American institutions
We live in interesting times, but I've often wondered what it would have been like to be alive for the dawn of politics, for our first encounters with one another when we started to make rules that would help hunting and trading and fishing and fornicating and building happen smoothly. I wonder what it would have been like to be there for the birth of our first institutions, "a custom, practice, or law that is accepted and used by many people," as Merriam-Webster would have it. Marriage, government, religion, banks — these are the great sandstone blocks of rule and repetition upon which towering civilizations are built.

And yet in the year 2016, most members of the American civilization don't trust that the building blocks are sound. According to Gallup, Americans' average confidence in 14 institutions is at only 32 percent. It is perhaps no coincidence that the country just elected Donald Trump to be president, choosing a Washington outsider with no experience in politics who ran on a platform of basically doing everything differently from how it's being done now.

Trump's victory is due to many factors, but his campaign messaging was undeniably in tune with a note of fundamental disillusionment that has been played by the American public for a decade. Starting around 2007, confidence in institutions cratered, due in no small part to the worldwide financial crisis. In 2006, 49 percent of Americans had "a great deal" or "quite a lot" of confidence in banks. By the next year it was only 41 percent, and in 2016 that number is a mere 27 percent.

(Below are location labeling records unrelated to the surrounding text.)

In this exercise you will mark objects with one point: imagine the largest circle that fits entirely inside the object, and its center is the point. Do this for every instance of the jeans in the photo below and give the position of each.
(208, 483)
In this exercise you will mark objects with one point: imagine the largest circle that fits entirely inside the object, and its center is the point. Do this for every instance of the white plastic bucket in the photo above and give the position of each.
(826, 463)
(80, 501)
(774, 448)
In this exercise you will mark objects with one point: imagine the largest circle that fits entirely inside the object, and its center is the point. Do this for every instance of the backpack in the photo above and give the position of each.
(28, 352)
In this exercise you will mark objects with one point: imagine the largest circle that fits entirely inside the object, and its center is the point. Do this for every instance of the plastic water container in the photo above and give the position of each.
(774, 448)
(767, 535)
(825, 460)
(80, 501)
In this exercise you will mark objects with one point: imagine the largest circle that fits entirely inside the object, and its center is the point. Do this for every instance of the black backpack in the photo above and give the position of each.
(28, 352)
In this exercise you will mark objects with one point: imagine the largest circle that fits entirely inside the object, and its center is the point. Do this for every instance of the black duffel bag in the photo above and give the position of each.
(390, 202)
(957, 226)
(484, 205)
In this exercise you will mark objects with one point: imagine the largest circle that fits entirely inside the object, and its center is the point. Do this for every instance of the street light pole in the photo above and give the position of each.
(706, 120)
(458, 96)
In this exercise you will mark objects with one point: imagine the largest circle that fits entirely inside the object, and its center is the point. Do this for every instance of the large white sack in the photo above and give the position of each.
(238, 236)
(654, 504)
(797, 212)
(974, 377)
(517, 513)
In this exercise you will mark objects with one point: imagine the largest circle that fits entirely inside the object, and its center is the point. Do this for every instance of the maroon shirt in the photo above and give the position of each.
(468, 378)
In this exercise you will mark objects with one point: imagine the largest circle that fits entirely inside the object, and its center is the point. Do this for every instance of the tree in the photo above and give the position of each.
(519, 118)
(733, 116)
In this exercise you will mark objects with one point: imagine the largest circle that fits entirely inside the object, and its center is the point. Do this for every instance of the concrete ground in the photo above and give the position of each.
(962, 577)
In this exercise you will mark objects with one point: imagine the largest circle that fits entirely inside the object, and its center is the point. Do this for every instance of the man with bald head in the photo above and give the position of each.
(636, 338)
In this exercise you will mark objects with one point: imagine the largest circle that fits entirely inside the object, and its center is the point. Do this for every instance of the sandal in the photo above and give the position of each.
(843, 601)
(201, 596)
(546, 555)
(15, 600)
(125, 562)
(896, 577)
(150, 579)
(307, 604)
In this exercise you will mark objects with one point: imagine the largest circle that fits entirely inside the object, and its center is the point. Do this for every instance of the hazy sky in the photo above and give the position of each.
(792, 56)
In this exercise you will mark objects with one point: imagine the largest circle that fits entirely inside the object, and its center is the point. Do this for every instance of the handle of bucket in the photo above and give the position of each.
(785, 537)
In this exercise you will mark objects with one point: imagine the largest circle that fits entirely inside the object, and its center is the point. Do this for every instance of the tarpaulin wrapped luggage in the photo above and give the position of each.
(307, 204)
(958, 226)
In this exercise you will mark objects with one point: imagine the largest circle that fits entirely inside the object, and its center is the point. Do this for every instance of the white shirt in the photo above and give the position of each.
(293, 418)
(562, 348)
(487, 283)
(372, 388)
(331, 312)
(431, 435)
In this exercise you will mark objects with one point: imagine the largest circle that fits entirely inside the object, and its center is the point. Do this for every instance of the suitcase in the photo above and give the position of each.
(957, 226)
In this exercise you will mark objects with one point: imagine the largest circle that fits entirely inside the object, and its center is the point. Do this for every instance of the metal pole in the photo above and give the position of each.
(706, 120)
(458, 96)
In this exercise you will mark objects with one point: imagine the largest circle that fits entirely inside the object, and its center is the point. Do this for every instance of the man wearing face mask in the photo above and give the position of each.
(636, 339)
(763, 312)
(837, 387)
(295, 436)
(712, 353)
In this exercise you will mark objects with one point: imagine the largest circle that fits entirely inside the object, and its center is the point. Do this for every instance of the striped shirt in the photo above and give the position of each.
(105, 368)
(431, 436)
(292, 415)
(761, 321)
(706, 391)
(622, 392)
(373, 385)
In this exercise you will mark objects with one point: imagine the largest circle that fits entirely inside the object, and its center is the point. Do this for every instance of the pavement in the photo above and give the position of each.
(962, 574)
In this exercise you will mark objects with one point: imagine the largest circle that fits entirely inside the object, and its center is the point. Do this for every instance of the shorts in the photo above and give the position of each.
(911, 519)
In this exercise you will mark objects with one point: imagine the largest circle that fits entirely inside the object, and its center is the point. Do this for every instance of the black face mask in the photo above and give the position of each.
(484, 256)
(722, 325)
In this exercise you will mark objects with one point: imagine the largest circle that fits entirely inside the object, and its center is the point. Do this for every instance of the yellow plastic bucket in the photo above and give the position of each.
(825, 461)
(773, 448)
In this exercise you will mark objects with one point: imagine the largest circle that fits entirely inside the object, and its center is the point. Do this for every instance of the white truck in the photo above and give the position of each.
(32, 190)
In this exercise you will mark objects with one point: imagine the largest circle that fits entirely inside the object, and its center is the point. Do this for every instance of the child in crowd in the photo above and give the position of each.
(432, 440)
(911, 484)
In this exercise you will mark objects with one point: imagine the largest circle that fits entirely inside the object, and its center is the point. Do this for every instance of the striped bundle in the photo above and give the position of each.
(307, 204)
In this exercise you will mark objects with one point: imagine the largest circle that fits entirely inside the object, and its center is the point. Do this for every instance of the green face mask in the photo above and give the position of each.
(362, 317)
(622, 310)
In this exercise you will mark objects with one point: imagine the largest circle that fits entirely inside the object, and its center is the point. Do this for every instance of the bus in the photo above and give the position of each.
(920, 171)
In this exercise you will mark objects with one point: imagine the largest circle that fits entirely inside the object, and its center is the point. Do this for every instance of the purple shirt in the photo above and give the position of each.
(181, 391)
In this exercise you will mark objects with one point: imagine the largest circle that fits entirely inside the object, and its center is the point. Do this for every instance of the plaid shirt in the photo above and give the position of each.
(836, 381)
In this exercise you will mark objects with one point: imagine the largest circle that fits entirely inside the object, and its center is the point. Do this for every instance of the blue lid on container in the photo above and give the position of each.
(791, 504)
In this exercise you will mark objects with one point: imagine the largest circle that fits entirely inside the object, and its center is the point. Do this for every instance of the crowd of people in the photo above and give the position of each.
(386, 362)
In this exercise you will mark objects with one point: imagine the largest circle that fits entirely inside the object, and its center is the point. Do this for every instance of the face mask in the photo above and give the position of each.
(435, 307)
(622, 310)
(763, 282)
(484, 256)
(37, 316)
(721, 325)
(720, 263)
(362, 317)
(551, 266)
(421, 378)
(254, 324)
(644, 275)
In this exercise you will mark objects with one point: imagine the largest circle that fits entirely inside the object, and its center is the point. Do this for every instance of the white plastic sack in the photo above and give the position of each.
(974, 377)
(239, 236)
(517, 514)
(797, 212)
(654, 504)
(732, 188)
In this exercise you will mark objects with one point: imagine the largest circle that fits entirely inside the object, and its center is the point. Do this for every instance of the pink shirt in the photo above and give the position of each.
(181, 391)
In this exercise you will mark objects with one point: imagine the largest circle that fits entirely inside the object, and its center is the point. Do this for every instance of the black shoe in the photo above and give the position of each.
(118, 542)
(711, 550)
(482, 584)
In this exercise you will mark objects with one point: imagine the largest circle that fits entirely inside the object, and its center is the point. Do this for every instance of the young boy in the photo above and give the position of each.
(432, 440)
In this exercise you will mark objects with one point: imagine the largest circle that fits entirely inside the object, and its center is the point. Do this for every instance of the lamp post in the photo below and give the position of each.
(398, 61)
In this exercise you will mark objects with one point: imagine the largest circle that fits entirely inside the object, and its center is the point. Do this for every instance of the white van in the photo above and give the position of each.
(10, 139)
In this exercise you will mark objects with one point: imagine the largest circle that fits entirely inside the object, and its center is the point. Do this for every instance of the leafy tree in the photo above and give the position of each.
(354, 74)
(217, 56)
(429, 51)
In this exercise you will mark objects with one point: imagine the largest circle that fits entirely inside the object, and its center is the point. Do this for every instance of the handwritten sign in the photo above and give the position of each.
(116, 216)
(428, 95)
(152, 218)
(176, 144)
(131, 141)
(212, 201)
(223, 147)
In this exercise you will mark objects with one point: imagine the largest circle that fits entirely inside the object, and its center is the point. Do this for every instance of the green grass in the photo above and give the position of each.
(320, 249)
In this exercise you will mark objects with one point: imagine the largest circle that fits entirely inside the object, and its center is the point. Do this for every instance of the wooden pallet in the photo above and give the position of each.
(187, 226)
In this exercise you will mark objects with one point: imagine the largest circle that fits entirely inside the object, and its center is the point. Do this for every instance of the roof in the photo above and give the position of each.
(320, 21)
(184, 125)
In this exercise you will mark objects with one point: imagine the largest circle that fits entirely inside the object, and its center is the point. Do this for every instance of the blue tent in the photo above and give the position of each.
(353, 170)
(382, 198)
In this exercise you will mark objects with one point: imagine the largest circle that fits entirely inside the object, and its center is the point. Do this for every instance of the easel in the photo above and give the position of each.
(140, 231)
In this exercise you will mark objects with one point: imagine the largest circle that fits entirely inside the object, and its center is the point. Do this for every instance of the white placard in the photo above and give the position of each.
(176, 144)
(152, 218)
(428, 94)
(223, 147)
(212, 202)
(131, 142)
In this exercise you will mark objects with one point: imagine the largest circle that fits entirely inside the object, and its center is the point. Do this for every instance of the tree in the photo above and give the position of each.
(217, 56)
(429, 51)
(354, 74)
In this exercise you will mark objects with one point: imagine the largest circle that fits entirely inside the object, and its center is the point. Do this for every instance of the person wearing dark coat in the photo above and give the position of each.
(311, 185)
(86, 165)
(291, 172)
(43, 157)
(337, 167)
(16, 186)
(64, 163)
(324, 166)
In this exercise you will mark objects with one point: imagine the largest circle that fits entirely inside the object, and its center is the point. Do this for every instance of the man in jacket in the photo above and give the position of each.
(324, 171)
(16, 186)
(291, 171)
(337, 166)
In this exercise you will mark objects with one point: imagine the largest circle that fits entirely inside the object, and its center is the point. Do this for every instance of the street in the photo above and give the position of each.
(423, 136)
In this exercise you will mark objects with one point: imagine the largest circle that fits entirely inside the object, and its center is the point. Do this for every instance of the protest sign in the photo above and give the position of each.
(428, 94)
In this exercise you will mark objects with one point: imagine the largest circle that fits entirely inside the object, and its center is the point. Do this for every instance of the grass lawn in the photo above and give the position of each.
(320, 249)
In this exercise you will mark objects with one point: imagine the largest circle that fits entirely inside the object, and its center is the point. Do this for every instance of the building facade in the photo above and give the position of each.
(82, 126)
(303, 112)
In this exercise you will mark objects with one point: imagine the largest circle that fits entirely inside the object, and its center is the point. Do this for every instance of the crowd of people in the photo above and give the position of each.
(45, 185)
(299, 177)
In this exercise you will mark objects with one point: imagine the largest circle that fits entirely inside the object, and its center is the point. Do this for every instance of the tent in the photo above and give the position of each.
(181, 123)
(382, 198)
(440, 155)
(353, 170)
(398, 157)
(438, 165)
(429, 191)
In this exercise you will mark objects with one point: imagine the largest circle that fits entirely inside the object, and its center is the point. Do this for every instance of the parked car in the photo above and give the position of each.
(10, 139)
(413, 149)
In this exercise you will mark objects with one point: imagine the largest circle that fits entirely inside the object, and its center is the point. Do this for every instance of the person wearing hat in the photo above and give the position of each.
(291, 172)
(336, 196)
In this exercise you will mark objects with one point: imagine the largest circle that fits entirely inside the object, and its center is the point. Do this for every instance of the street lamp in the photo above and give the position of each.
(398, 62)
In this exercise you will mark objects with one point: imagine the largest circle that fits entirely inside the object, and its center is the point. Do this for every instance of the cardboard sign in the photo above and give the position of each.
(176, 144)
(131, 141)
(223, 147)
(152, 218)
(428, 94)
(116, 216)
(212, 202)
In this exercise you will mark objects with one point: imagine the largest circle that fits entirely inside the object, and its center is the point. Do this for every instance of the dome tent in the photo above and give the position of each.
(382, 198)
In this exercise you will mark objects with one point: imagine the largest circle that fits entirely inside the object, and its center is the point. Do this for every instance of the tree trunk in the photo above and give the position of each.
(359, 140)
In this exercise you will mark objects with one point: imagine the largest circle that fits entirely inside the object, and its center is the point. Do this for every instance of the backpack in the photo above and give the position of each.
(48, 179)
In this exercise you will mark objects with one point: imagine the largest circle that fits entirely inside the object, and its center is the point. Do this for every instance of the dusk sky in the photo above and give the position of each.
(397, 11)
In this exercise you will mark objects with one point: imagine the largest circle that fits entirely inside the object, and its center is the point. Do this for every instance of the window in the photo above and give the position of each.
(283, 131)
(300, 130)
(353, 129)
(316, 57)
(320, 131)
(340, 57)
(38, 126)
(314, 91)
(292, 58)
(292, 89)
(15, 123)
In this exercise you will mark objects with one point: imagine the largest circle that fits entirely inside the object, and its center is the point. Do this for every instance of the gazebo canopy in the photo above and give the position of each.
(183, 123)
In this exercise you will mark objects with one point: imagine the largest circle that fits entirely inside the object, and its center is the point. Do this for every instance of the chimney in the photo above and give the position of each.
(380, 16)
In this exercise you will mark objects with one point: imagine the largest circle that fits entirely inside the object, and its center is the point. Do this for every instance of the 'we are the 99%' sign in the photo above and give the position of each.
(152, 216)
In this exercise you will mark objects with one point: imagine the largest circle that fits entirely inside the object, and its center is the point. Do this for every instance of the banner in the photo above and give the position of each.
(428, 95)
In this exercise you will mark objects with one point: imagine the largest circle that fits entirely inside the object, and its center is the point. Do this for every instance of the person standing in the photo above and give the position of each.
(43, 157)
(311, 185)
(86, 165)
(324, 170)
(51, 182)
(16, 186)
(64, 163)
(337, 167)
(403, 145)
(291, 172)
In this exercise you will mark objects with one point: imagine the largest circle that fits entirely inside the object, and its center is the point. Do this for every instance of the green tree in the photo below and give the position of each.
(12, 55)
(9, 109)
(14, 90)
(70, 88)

Trump's vows to eschew the interests of corporate America were nestled beside his feeding of an already-there distrust of media. When Gallup first asked Americans about their trust of newspapers in 1973, 39 percent said they had a great deal of trust in them and by 1979, that number reached a high of 51 percent. In 2000, trust was at 37 percent, but by 2005, in the midst of the wars in Iraq and Afghanistan, and following revelations that Saddam Hussein had had no weapons of mass destruction, trust was at 28 percent. The numbers have mostly slid since then, and in 2016, only 20 percent of Americans said they trust newspapers. Trust in television news has charted much the same course, and it fares only slightly better in 2016, with 21 percent trust.

American trust
For conservatives, Trump's messaging of an election being rigged in part by a liberal-leaning media rang especially true. Back in March, I wrote about Trump's rise and talked to Matt Mayer, who runs Opportunity Ohio, a conservative think tank based in Dublin, Ohio. He traced the rise of conservative news sites such as Free Republic and TheBlaze to Bush-era coverage of politics.

"I think on the right we've been ignoring the mainstream media for years," Mayer said. "I think the real break was Rathergate. The view was that Dan Rather truly tried to alter the election by hitting Bush with that National Guard stuff, and I think that's when the right finally said, 'That's it.'"

But it's not just media and finance that have come up short lately in the American public's eyes. The Irish poet Seamus Heaney wrote in 1975: "The times are out of joint/But I incline as much to rosary beads/As to the jottings and analyses/Of politicians and newspapermen/Who've scribbled down the long campaign." These days, the inclination to rosary beads is far less likely in America following a turbulent election season; only 41 percent of Americans say they trust organized religion, down from 52 percent in 2006 and from 65 percent in 1973, when the question was first asked.

The erosion of trust does not stop with God, bankers, or journalists. A 2015 Pew study found that only 19 percent of Americans trust the federal government always or most of the time. We as a country have less faith in the medical system than we once did — trust was at 80 percent in 1973, and in 2016 it is 39 percent. Pew found more trust from Americans in medicine than Gallup did — 84 percent said they had at least a "fair" amount of trust in medical scientists — but trust in scientific findings has taken on a political tinge. A Pew study released in October found that only 15 percent of conservative Republicans thought that climate scientists could be trusted to give accurate information on the causes of climate change, while 70 percent of liberal Democrats trusted them. Thirty-two percent of moderate Republicans and 45 percent of moderate Democrats felt the same way.

The causes of such systemic distrust of our systems are various. Some are unknowable. But the sentiment is real and at this point, long-standing. Trump did not so much conjure a dark view of America's direction as tap into reserves that have lain deep and been sporadically voiced, sometimes so outside institutional confines as to be ignored. What remains to be seen now is whether the election of a man promising wholesale change will restore any faith.